Artistic integrity IS central, germane, and relevant to a discussion of the business model. How could it not be? It's the *Raison d'Etre* of business model that supports it! This supposed 'firewall' between 'talent' and 'administration' is a plague upon us.

100 bored-as-hell musicians might be a crass way to put it, but let me ask, when is the last time you were able to take an artistic chance on stage? I mean, a chance that put your artistic capital at DIRECT risk? A situation, where say, you developed a personal artistic statement/product/interpretation that varied from 100 years of precedent, but which you believed in, and which you believed shed light on a facet of the work you were dealing with. Only one person on stage can do that, practically speaking.

Symphonic music has a particular divinity that can't be achieved without the synergistic euphony of 100 highly talented instrumentalists. But like anything, it can be overdone. The individualistic sacrifice required to achieve this artistic product forces musicians to play it safe AS ARTISTS. That small amount of Safety is stored in the body, like mercury, and becomes a narcotic in the doses that the American symphony orchestra administers.

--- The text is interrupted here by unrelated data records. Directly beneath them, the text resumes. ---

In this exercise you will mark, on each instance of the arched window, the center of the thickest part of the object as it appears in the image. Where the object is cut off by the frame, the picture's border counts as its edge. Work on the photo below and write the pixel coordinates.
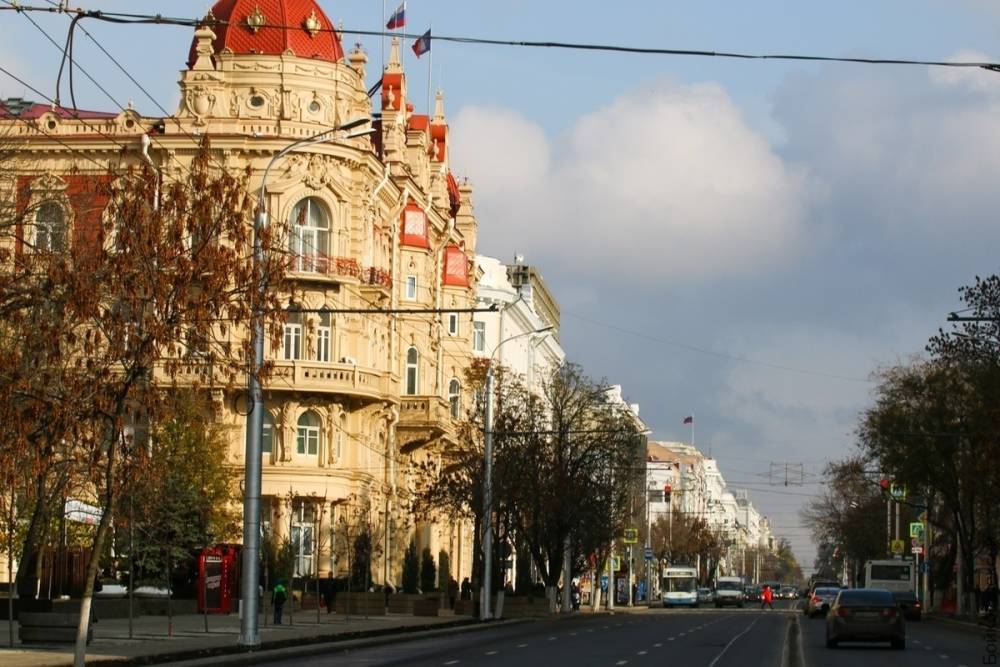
(307, 436)
(267, 434)
(412, 362)
(50, 227)
(309, 237)
(455, 397)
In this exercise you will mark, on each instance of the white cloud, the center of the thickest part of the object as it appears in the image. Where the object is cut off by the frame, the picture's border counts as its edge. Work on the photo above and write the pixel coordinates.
(666, 181)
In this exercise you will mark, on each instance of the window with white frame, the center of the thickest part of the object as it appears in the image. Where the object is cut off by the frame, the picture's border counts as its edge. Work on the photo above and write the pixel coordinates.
(292, 347)
(303, 530)
(479, 336)
(309, 238)
(455, 397)
(324, 331)
(50, 227)
(267, 434)
(412, 375)
(307, 436)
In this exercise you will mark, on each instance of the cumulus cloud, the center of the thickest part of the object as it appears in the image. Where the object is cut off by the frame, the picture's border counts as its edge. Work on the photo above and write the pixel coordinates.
(665, 181)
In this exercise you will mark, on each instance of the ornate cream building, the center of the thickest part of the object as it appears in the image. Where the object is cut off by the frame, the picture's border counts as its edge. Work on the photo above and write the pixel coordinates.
(375, 223)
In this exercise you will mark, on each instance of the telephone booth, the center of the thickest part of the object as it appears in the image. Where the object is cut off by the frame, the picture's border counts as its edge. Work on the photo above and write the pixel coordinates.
(217, 570)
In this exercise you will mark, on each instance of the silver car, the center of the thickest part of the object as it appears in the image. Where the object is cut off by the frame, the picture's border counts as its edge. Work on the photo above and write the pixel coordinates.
(865, 615)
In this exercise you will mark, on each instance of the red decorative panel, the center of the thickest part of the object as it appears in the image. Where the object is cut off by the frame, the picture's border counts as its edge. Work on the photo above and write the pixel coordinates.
(456, 267)
(413, 230)
(284, 28)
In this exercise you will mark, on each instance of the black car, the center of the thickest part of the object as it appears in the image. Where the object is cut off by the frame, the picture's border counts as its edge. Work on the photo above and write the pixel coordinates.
(865, 615)
(909, 604)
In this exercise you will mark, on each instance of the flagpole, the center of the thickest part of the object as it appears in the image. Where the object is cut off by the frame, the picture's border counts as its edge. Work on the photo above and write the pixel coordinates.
(430, 70)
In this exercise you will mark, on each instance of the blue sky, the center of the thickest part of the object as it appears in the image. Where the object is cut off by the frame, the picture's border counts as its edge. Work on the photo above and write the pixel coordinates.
(693, 213)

It's why orchestras are unionized and string quartets are not. (For the record, I believe that in concept, unions are very necessary, and a symptom, not cause, of deeper conflicts)


How about this:
Wouldn't you rather be part of a healthy ecosystem of solo playing, chamber playing, orchestral playing, and teaching? (yes, operas, cantatas, and more) Wouldn't you rather see your salary go towards these diversified activities? (That's an honest question, not rhetorical.)

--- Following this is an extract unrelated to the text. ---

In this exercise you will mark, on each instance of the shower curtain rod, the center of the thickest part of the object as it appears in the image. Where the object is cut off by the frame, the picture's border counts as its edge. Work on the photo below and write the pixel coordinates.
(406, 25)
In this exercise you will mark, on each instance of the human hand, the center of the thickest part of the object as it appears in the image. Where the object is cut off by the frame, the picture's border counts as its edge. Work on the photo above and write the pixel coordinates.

Why don't orchestras give their musicians "20 Percent Time" like we see at Google? Yes, it's a silly question given the current status quo. But I think it illustrates the vast chasm between the notion of individualism, cherished and forever embedded in American myth, lore, and practice, and the clashing of that notion with the internal culture of our symphonies.

BTW, nobody likes to see a chicken little screaming his little head off about how "classical music is dying." No need to kick that fossilized, equestrian corpse. But let me say this, the real chicken little, should have been screaming during our recent "Gilded Decades" of finance and the generation of enormous private wealth (i.e., did philanthropy increase correspondingly?) Because now, ALL non-profits may be looking at riding it on down the "Gelded Decade."

To Recap:
I love music. I love symphonies. I love musicians. I love chocolate. I think the way our system incorporates these things, ultimately, [descriptive but profane expression of negativity removed.]PS, @ Mauskapf:
A Harvard composer (unnamed) once described the american conservatory system as a ponzi scheme. When you consider that the culture fosters the widespread idea of education as a "backup" or "safety net" (can we just call it bastard stepchild?) to performance, the description becomes quite unfortunately apt.